Minority Report 10 May 2016

2015 science fiction, ten episodes, sequel of sorts to the 2002 film. After the PreCrime programme is shut down, the three precognitives try to live normal lives. Of course, one of them ends up Fighting Crime.

That's the basic problem here, I think: given even the watered-down Dick of the film, there are a lot of places you could take a story like this, but the primary line of what Max Borenstein (screenwriter of the 2014 Godzilla remake) developed was, at least at the start, a very stock "she's a cop, he's a quirky not-a-cop" detective story with a futuristic setting.

If it hadn't been touted as a sequel to the film, that might actually not have been too bad. OK, it was broadcast on Fox, who are always readier to cancel SF series than anything else, but as a stand-alone it probably wouldn't have performed any worse than other Fox shows such as Almost Human, The Sarah Connor Chronicles or Dollhouse. But the name and the background meant that people were thinking of the film, which raised expectations the show was unable to meet. The initial 13-episode order was cut to 10 after the first three had been broadcast to collapsing ratings, and although even at the time of writing there hasn't been a formal announcement of cancellation one can't realistically expect it to come back.

If one can ignore memories of the film and calibrate one's expectations to standard TV SF, this does have occasional good spots. The first half of the season is mostly crime-of-the-week, allowing the viewer to get to know the characters, while the second half is built round an attempt to return the three precognitives to their drugged and passive state, to get them working full-time on seeing murders again, "justified" in part by a series of terrorist attacks (the visible face of these played by the always-excellent Christopher Heyerdahl).

The visual design of both sets and props is excellent, with lots of translucent display surfaces, and some good CG shots of the futuristic city. Shooting is generically dystopian, with excessive darkness and blue-tinting to remind us that we're in a Grim Future, with occasional bright colourful CGI-boosted outdoor scenes that actually work quite well. Acting is mostly adequate, with the standout for me being Li Jun Li as The Cop's technically-inclined friend on the force.

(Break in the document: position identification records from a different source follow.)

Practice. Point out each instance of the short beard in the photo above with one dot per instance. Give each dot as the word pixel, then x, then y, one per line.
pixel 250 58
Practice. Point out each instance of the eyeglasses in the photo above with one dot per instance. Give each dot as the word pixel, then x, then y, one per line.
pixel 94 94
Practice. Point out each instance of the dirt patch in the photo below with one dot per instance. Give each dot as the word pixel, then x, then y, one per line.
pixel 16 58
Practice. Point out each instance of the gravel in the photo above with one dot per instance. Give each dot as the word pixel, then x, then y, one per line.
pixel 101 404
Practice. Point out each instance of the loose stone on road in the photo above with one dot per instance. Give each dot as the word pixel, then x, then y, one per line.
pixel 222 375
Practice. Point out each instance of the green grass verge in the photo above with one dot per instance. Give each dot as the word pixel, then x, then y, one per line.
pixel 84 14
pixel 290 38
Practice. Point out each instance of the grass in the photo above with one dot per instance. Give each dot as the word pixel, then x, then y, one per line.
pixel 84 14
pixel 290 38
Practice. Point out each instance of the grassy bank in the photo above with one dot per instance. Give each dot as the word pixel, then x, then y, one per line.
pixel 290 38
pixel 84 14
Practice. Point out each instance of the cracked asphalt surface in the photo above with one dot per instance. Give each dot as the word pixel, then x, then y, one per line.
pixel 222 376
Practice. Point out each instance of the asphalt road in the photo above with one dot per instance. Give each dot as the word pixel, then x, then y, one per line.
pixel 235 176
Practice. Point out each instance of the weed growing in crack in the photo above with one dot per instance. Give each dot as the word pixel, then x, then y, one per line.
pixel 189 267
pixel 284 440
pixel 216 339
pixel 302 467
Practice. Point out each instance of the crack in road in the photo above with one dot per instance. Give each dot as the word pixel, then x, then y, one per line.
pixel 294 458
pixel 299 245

Scriptwriting, alas, is mostly uninspired, and the dynamic between the three precognitives never gels. There's too much standard procedural here and not enough of what makes the setting unique, or even interesting; it's television-making by the numbers with only occasional charming moments. Mixing up the ongoing plot with the very generic police show filler, and getting some better writers, might have generated more early interest and kept the thing alive.